Landlords offer free-rents periods to lure tenants



The strategy of retail property owners has been adopted by office space landlords, who now offer competitive tenant incentives, such as more favorable lease terms or even rent-free periods, in an effort to lure tenants to relocate, a recent Colliers International study found.
“Landlords are now more willing to offer tenant incentives, such as free fit-outs in order to avoid overhead expenses on relocation. Also, lease terms are shorter, lower rents for the first years or rent-free months are efficient methods to stimulate relocation”, said Maria Florea, senior broker at Colliers’ Office.
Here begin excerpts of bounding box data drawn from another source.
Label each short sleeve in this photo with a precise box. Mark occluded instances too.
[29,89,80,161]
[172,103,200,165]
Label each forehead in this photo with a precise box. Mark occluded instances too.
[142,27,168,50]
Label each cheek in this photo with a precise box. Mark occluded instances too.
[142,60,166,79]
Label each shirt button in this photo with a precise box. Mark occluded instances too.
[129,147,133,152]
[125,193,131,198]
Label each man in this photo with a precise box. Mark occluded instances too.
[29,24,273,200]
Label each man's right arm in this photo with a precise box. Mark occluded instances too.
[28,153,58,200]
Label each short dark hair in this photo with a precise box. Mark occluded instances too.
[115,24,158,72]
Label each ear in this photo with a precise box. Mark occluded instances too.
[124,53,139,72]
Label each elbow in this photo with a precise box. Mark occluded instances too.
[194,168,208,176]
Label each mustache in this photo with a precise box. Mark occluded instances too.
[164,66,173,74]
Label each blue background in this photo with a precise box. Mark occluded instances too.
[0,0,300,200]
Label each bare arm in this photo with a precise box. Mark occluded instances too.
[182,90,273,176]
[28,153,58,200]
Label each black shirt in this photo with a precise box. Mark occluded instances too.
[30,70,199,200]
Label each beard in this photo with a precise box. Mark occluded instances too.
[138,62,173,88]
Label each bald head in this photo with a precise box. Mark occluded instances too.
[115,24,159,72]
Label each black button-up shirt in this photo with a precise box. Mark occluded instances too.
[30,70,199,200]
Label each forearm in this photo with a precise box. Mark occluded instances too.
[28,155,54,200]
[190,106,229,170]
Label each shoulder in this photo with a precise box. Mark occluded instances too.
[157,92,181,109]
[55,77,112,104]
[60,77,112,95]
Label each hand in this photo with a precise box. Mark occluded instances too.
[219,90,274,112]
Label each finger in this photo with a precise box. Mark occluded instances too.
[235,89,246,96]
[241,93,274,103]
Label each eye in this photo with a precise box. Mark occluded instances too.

In the first half of the year, prime office rents fell 15-20%. A company that plans to relocate office in the central area of the Bucharest pays an average rent of €20/sqm/month, versus €22-25/sqm/month last year.

“For a relocation in a central office building, a company benefits apart from a better location, of lower rent which would generate up to €60,000 in saving to its operating expenses”, Colliers said.

“The advantage of a lower rent can be wiped out by the relocation costs. So, the tenant’s decision to invest in fit-outs can lift markedly the relocation budget”.

“In semi-central areas, a tenant will pay around €16-18/sqm/month compared to €18-20/sqm/month, thus saving around €24,000 per year. For an office building at the outskirts of Bucharest a tenant will pay €12-14/sqm/year versus €14-16/sqm/year, bringing about a €24,000 in savings annually”, real estate consultant said.

Incentives such as rent-free periods are often practiced in the cities outside Bucharest, where landlords offer the possibility of not paying rent for up to one year, or contribute to space fit-out, according to Jones Lang LaSalle.

Modern office supply in Bucharest has increased by 260,000 sqm to 1.4 million sqm, according to Jones Lang LaSalle estimates.

Furthermore, the average take-up rate increased in the nine months through September this year to 12.9%, and 6% respectively for prime office spaces and to over 18% for Class B offices, generally located at the Capital’s outskirts.